My mum used for baking and my Dad for clearing drains and toilets

So leaves me with two explanations... Feed contamination or Milkshaking

Have kindly been sent the below from whatsapp

Yes, a horse's severe aversion to needles could potentially affect its CO2 levels. When a horse experiences significant stress or anxiety, such as from needle phobia, several physiological responses can be triggered:

1.⁠ ⁠*Increased Respiratory Rate*: Anxiety can cause a horse to breathe more rapidly and shallowly, which could alter the balance of oxygen and carbon dioxide in the blood.
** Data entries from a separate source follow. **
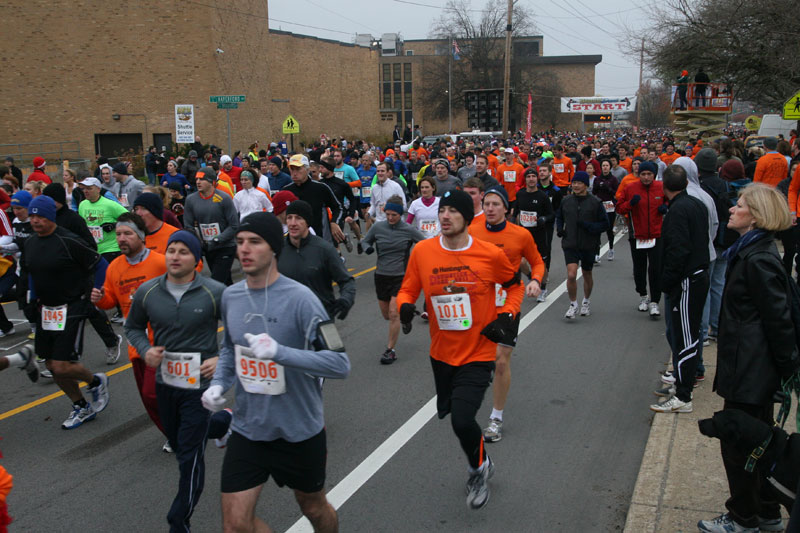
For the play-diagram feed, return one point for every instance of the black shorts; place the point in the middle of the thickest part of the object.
(64, 345)
(387, 286)
(297, 465)
(586, 259)
(466, 382)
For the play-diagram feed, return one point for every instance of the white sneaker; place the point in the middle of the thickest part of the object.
(673, 405)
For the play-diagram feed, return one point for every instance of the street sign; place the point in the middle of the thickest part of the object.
(226, 98)
(791, 109)
(290, 125)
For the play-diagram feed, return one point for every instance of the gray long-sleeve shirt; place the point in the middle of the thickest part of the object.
(289, 312)
(393, 243)
(216, 216)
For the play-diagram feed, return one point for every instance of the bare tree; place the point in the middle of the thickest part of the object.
(750, 45)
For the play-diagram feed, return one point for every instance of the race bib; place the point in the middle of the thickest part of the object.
(499, 295)
(210, 231)
(181, 369)
(453, 311)
(429, 227)
(528, 219)
(97, 233)
(258, 376)
(54, 318)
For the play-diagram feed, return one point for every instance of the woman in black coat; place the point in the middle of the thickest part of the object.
(756, 346)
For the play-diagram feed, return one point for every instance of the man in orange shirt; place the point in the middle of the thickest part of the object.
(458, 274)
(562, 167)
(136, 265)
(771, 167)
(516, 242)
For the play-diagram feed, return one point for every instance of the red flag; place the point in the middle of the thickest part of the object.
(530, 110)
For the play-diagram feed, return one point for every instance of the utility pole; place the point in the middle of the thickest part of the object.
(507, 73)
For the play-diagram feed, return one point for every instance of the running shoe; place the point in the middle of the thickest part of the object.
(78, 416)
(100, 393)
(112, 352)
(478, 485)
(673, 405)
(542, 296)
(494, 432)
(388, 357)
(724, 524)
(31, 367)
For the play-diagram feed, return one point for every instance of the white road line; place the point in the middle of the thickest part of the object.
(342, 492)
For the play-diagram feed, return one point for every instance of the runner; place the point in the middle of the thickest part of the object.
(61, 269)
(213, 216)
(458, 274)
(580, 220)
(537, 216)
(516, 243)
(278, 426)
(184, 353)
(393, 238)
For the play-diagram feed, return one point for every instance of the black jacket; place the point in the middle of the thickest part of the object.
(684, 235)
(581, 220)
(756, 334)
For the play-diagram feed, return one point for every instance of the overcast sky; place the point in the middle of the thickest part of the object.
(560, 22)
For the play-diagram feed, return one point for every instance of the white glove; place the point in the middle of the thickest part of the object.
(263, 346)
(212, 398)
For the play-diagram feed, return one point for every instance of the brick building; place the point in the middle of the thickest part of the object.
(88, 77)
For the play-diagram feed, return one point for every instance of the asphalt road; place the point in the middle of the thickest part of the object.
(576, 424)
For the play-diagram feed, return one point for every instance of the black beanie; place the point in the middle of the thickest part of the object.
(56, 192)
(303, 209)
(461, 201)
(266, 226)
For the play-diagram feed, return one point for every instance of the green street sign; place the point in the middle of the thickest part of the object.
(226, 98)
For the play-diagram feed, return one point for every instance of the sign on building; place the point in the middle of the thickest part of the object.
(598, 104)
(184, 123)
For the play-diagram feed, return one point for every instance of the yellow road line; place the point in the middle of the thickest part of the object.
(45, 399)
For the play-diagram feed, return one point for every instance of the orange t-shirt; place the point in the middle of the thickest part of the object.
(122, 280)
(563, 170)
(510, 176)
(442, 273)
(516, 242)
(771, 168)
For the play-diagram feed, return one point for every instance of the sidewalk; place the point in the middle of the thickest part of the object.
(682, 480)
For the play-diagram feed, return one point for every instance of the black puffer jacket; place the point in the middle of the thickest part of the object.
(756, 334)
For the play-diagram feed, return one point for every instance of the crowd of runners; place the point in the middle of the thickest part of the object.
(470, 226)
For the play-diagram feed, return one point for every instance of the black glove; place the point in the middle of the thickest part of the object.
(499, 328)
(407, 312)
(341, 308)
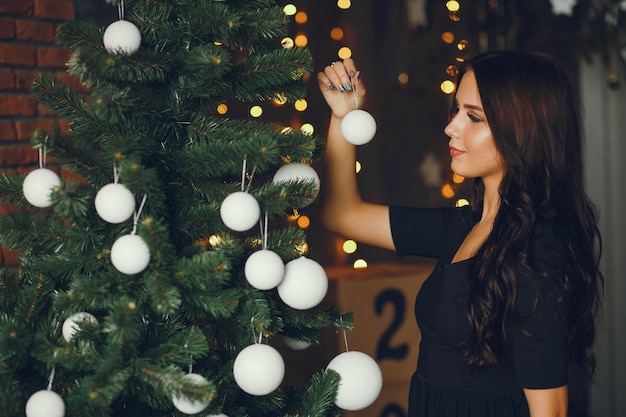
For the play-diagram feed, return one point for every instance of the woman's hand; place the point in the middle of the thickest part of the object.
(338, 84)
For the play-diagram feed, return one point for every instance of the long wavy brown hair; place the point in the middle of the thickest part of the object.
(535, 120)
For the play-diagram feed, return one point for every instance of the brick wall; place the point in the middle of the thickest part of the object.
(27, 29)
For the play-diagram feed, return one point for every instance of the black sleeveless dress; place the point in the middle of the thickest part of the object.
(443, 386)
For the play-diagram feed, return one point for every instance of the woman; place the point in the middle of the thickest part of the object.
(514, 294)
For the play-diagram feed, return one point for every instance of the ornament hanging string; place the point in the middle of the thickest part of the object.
(254, 333)
(243, 175)
(120, 10)
(138, 213)
(345, 336)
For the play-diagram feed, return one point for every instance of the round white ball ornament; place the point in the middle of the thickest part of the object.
(240, 211)
(259, 369)
(38, 186)
(122, 37)
(264, 269)
(304, 285)
(358, 127)
(71, 324)
(361, 380)
(115, 203)
(45, 403)
(186, 405)
(130, 254)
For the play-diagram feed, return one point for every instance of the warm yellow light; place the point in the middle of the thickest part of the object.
(344, 4)
(301, 105)
(453, 6)
(344, 53)
(301, 40)
(301, 17)
(447, 191)
(447, 87)
(349, 246)
(447, 37)
(222, 108)
(280, 99)
(307, 129)
(359, 264)
(256, 111)
(336, 33)
(304, 222)
(290, 9)
(457, 179)
(287, 43)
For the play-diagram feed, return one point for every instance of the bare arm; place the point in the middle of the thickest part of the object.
(343, 210)
(550, 402)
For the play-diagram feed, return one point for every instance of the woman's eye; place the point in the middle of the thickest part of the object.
(473, 118)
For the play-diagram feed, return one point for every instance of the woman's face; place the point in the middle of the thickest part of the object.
(472, 147)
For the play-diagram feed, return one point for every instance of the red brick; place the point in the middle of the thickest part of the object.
(7, 28)
(24, 128)
(52, 57)
(7, 131)
(18, 155)
(16, 105)
(54, 9)
(24, 79)
(17, 7)
(7, 79)
(27, 30)
(14, 54)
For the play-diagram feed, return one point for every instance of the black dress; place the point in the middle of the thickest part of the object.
(443, 386)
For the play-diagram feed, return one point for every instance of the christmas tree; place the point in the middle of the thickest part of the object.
(154, 277)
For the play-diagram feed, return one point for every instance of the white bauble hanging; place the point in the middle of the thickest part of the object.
(130, 254)
(361, 380)
(358, 127)
(122, 37)
(45, 403)
(296, 171)
(240, 211)
(295, 344)
(259, 369)
(186, 405)
(38, 186)
(71, 324)
(304, 285)
(115, 203)
(264, 269)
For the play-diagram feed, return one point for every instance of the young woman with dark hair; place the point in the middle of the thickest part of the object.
(513, 297)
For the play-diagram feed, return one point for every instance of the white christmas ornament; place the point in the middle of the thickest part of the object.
(259, 369)
(264, 269)
(295, 344)
(45, 403)
(187, 406)
(358, 127)
(38, 186)
(115, 203)
(130, 254)
(296, 171)
(71, 324)
(304, 285)
(122, 37)
(240, 211)
(361, 380)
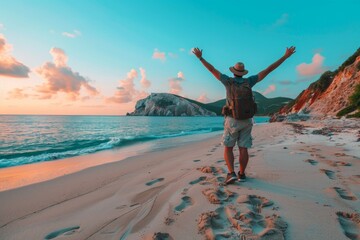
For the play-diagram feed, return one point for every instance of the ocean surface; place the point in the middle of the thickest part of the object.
(28, 139)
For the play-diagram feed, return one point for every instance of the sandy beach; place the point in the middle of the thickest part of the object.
(303, 183)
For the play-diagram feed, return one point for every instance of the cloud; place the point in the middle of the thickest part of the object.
(73, 34)
(159, 55)
(270, 89)
(127, 92)
(9, 66)
(17, 93)
(282, 20)
(203, 98)
(173, 55)
(145, 83)
(175, 84)
(61, 78)
(286, 82)
(313, 68)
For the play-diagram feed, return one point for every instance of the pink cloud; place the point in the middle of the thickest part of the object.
(313, 68)
(59, 56)
(9, 66)
(145, 83)
(175, 84)
(282, 20)
(73, 34)
(270, 89)
(173, 55)
(127, 92)
(159, 55)
(61, 78)
(17, 93)
(203, 98)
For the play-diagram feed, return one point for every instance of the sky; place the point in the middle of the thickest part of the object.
(87, 57)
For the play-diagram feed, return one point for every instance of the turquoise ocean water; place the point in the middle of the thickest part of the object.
(29, 139)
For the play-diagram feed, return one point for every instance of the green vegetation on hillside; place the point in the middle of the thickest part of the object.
(350, 60)
(266, 106)
(354, 104)
(324, 81)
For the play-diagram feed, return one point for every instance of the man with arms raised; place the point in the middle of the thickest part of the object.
(238, 125)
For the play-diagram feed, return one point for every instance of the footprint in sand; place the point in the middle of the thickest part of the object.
(227, 222)
(341, 163)
(257, 202)
(350, 223)
(186, 201)
(345, 194)
(210, 169)
(311, 161)
(64, 231)
(161, 236)
(340, 154)
(154, 181)
(330, 174)
(218, 195)
(200, 179)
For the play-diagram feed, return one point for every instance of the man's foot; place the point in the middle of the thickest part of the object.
(230, 178)
(242, 177)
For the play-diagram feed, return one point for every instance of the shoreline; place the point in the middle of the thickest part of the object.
(27, 174)
(302, 178)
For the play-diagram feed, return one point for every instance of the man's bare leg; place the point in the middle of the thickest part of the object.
(229, 158)
(243, 159)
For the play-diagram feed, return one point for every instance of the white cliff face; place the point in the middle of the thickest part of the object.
(165, 104)
(336, 96)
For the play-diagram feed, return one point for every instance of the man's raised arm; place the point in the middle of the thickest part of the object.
(289, 51)
(214, 71)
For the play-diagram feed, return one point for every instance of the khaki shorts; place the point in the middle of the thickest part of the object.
(237, 131)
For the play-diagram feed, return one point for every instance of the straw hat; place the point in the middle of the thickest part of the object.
(238, 69)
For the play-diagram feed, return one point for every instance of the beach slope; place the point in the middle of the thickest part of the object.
(303, 183)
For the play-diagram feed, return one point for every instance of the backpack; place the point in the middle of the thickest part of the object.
(242, 102)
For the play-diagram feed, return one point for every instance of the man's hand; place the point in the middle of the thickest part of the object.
(289, 51)
(197, 52)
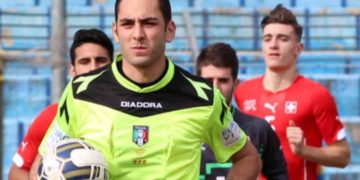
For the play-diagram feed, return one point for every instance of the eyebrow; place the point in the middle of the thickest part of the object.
(277, 35)
(142, 20)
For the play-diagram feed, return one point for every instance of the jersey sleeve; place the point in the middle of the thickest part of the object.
(274, 164)
(327, 117)
(60, 127)
(224, 135)
(28, 148)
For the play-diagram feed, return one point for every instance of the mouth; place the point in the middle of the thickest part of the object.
(139, 49)
(274, 55)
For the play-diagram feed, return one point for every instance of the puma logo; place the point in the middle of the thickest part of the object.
(271, 107)
(23, 145)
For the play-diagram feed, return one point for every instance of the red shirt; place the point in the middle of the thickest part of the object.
(308, 104)
(28, 148)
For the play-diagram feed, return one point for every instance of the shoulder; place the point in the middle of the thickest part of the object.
(196, 87)
(253, 122)
(249, 86)
(252, 82)
(315, 88)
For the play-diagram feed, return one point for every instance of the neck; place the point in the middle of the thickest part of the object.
(275, 81)
(144, 74)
2.⁠ ⁠*Metabolic Changes*: Stress responses often involve a release of stress hormones like cortisol, which can affect metabolic processes, potentially influencing the production and excretion of CO2.

3.⁠ ⁠*Muscle Tension*: A fearful reaction might lead to increased muscle activity. Muscles produce CO2 when they work, so tension could temporarily raise CO2 levels.

4.⁠ ⁠*Behavioral Reactions*: If a horse reacts violently to needles, this physical exertion could also increase CO2 production.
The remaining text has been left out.